Snow White is the ultimate objectification of women.

Snow White is the ultimate statement of romance.

Snow White is the apotheosis of the fairy tale.

Snow White is a joke played on Western culture.

That indeterminacy makes it both a compelling and repellent work. And that might make Snow White the apotheosis of postmodernism: it turns literature’s most powerful attraction, ambiguity, into mere confusion.

And that confusion is the point. Or not. Who can say…?

3 replies »

  1. Apotheosis? Without question. I’ve written in the past about Katherine Hayles’ outstanding essay on Claude Shannon and Roland Barthes. The point she makes is that information theory, a la Shannon, was all about maximizing signal and minimizing noise. Barthes was the opposite – and when I say “Barthes,” feel free to substitute any Structuralism-derived social theory movement or associated intellectual – his mission was to MAXIMIZE noise. Anti-communication, if you will.

    If you’re interested in the full argument, here you go: https://scholarsandrogues.com/2009/08/03/why-american-media-has-such-a-signal-to-noise-problem-part-1/

    The short version is that these people are not only a corrosive blight on our culture, they’re INTENTIONALLY so.

  2. The blight on our culture is advertising. Everything post modernists write is unavoidably against a backdrop of profitable lies, false comparisons, deliberate miscommunication of all sorts. Further, the academics, so called guardians of culture, are so afraid of being thought fallible, they help erode the culture through relativism and staunch refusal to reject the validity of anything EXCEPT the culture they are supposed to steward and nurture. We don’t blame Hemingway for the war. Why blame Barthleme for the increasingly bad trip that is our modern human experience?

    • It is not so much Barthelme as what Barthelme’s followers have done. Yes, DB wrote interesting experiments in which he messes about with philosophical concepts – especially related to language and communication. These experiments became stale after a while – even to Barthelme, I think. But his acolytes and imitators have made them almost unbearable by endlessly repeating them and insisting that only those who repeat them are “artists.” I get the joke – communication is incredibly difficult because language has been debased by – well, advertising, for one, as you note.

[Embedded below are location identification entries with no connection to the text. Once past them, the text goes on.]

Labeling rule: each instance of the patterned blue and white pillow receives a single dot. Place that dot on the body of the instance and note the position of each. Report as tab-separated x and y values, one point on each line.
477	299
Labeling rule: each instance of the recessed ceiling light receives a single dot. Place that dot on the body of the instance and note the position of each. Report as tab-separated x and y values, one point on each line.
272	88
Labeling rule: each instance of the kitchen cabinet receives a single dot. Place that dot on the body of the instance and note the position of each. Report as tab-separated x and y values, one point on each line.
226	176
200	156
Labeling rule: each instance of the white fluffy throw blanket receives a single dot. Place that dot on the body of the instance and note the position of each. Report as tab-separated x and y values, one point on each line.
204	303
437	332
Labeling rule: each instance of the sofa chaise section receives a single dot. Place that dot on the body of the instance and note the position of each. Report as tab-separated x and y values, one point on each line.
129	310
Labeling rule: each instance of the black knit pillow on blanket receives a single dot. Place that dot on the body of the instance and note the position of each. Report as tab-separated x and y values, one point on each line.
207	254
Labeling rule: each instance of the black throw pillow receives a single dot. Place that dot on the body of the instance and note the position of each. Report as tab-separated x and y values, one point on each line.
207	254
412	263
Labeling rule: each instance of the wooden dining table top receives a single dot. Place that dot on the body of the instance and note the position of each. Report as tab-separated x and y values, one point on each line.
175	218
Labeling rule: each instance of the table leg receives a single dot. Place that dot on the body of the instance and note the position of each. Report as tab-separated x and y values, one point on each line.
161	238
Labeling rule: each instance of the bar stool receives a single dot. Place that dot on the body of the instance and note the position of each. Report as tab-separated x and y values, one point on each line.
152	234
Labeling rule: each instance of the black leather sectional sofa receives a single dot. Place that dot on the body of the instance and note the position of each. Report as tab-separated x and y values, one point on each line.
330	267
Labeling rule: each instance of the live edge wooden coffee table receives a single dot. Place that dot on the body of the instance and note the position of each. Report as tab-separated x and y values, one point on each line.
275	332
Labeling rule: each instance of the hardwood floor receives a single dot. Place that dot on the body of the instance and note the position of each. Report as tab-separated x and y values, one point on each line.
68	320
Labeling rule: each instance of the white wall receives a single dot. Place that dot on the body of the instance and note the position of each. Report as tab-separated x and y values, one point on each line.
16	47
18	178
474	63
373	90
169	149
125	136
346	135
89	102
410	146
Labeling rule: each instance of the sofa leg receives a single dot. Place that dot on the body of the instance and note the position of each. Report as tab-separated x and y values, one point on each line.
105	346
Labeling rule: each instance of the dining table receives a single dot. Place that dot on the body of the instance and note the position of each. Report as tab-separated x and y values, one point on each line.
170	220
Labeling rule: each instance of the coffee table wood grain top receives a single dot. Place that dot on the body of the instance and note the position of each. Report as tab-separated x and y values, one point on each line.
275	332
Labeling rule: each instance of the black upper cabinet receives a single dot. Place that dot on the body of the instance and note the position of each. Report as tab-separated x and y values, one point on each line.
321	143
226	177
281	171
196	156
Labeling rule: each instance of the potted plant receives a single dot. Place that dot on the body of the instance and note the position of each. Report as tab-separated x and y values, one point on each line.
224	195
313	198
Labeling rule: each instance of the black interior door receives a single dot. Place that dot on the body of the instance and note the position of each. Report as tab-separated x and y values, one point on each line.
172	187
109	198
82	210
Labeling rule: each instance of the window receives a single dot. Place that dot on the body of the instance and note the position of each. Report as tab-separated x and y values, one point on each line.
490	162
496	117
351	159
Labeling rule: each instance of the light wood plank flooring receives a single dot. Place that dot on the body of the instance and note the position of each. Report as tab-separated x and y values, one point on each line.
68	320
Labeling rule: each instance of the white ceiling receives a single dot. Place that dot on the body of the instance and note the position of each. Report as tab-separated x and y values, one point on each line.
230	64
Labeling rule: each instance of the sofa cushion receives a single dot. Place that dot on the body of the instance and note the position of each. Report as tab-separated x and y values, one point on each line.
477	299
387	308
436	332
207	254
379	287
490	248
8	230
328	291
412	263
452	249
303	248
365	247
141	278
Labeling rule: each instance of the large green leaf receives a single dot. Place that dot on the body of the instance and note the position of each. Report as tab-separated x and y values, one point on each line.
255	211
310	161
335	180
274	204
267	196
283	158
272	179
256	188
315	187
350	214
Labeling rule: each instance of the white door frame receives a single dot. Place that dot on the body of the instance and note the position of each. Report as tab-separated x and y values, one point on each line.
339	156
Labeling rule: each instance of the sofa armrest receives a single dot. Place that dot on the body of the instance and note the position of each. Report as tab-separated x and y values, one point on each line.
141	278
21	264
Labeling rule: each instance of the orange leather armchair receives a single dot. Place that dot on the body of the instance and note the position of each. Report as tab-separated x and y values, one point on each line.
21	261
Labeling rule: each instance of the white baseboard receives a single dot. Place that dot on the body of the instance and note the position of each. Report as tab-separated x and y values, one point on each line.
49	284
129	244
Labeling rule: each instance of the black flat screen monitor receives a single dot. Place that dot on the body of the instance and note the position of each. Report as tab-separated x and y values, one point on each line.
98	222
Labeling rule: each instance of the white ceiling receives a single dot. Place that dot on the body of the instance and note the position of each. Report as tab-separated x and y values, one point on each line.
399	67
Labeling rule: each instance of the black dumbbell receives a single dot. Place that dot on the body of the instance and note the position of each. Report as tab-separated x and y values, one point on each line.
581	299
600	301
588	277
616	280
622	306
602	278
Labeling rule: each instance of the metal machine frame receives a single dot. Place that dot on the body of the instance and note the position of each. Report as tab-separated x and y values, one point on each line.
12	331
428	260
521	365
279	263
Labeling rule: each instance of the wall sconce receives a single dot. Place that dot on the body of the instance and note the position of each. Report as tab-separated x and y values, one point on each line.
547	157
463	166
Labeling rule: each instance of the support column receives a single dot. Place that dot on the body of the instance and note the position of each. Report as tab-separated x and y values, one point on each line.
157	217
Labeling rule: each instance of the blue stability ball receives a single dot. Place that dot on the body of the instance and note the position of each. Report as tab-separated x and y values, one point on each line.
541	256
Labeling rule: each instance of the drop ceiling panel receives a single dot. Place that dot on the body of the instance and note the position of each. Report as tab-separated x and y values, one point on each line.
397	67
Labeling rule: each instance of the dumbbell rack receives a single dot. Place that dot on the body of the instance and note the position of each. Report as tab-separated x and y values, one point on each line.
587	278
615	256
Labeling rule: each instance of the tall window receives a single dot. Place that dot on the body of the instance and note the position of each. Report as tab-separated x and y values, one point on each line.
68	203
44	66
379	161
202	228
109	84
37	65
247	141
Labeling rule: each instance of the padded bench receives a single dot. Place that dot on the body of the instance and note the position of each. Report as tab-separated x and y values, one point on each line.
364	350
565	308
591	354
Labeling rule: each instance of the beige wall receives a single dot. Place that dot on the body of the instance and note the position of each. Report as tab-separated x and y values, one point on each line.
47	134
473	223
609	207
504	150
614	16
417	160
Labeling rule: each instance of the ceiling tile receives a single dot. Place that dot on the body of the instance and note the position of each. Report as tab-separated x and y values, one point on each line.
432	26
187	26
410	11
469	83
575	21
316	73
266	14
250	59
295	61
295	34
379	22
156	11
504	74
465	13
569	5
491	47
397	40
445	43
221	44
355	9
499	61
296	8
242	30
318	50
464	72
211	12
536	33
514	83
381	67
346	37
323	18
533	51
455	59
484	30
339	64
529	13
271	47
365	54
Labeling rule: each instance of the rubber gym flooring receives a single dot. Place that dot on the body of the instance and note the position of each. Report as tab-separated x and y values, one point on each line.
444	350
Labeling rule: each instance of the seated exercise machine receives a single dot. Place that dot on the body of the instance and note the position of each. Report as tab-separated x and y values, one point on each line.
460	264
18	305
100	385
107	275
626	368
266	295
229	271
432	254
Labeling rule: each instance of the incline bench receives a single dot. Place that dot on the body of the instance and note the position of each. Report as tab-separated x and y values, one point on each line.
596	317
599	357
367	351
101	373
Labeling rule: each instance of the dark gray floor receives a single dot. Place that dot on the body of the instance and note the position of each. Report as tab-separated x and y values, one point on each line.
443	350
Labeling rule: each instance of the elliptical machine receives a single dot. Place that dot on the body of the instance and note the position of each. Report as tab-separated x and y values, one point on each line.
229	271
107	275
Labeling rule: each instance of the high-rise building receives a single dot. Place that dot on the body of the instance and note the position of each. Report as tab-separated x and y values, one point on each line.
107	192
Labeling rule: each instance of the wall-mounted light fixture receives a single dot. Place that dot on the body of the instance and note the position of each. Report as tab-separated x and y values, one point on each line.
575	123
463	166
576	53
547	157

      But if your protests against perceived debasement of language constantly border on debasing language, too, then have you really moved the needle? An act of anti-communication is not an act of communication except in the arcane senses – the senses that those academics you chide above study.

      That, naturally, raises the question – then who’s DB’s audience? And why should that audience be privileged over others? Shakespeare set no such privileging criteria. Why does Barthelme? Or Gass? Or Barth? Or Pynchon? Or DeLillo?

      Writers are supposed to illuminate the human experience, we all have been taught – by academics – such as this writer, btw. The greatest writers illuminate the breadth of human experiences.They draw us together. They do not separate us into “those who know” and “those who don’t.” Life has plenty of other endeavors where that gets done – writing/art at its best combats that separation.

      Barthelme (and other PoMo artists) – inadvertently? purposefully? – separate rather than bring together.

      Whether this is good or bad history will decide. For my part, I think it is bad – and I say so here, forthrightly. How’s that for an academic not being relativist?